Guillaume Dupuy d'Angeac • Dec 14, 2020

L’acquisition de Slack par Salesforce marque la réouverture de la chasse dans le secteur du software.

Le prix payé, 45 milliards de dollars, soit un multiple de 28 (non pas des profits mais du chiffre d’affaire) peut sembler absurde. Tout dépendra des modalités de l’intégration de Slack et de son rôle futur dans l’organisation fusionnée.


Salesforce peut se contenter d’ajouter Slack à sa suite de produits et d’utiliser son atout maître, à savoir, comme son nom l’indique, sa force de vente, pour augmenter la diffusion de Slack. Dans ce cas le prix payé pour Slack est élevé.


L’alternative beaucoup plus disruptive est de positionner Slack au cœur de Salesforce et de l’utiliser comme modèle pour améliorer l’offre existante en la rendant plus intuitive et fluide pour ses utilisateurs. Slack jouerait le rôle de poisson pilote pour la gamme devenue dans l’intervalle un outil intégré, cohérent et incontournable de CRM et de travail collaboratif.


Dans ce scénario, l’acquisition de Slack se révélerait pour Salesforce, comme un coup de maître dans sa stratégie de croissance et sa course-poursuite avec Microsoft. 


Le secteur du Software termine une année folle marquée par une explosion des profits et encore plus des valorisations, et l’émergence de nouveaux acteurs aux noms souvent décalés comme Mongo DB, JFrog, Splunk, Crowdstrike ou Zscaler, qui rappellent plus l’univers de Star Wars que celui de l’informatique.Ces nouveaux arrivants, encore inconnus il y a peu, représentent aujourd’hui des capitalisations boursières qui se chiffrent en dizaines de milliards de Dollars.


La situation n’est pas sans rappeler la bulle de 2000. La grande différence est que l’internet, concept prometteur mais abstrait il y a vingt ans, est devenu d’abord une réalité, puis au cours des 9 derniers mois, l’essentiel de notre réalité à la fois dans le travail, les loisirs et les modes de consommation. 


Les mouvements observés sur les sociétés de software résultent de cette accélération.

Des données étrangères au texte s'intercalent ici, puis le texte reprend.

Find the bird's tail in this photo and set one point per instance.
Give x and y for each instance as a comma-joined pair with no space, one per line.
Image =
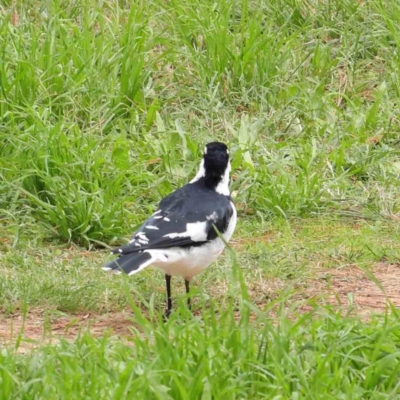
130,263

Individuellement, ils sont fréquemment excessifs, collectivement ils se justifient par une très forte adoption de leurs services et une explosion de leurs revenus.


Faisant suite à la grande accélération de 2020, 2021 s’annonce pour l’ensemble du secteur comme une année de digestion et de réorganisation avec, à la clé, de nombreuses opérations de fusion et acquisition. 


Les grands mâles dominants que sont Salesforce, Microsoft, Google et Adobe, ont connu dans l’absolu une année faste par rapport aux sociétés du monde ancien avec des hausses de leur cours entre 25 et 45%.


En revanche, la performance est moins brillante si on les étalonne par rapport à leur secteur. Certaines jeunes sociétés emblématiques comme Zoom, Docusign ou Twillio, ont vu leur cours de bourse tripler, voire quadrupler, et commencent à faire de l’ombre aux anciens. 


Slack est très représentative des recettes du succès des nouveaux arrivants : 


-    Créer un outil en ligne qui répond à un besoin précis où la technologie peut clairement améliorer et parfois transformer l’existant à bas coût.


-    Investir sur la facilité de prise en main et la fluidité d’utilisation de l’outil et créer un très haut niveau de satisfaction.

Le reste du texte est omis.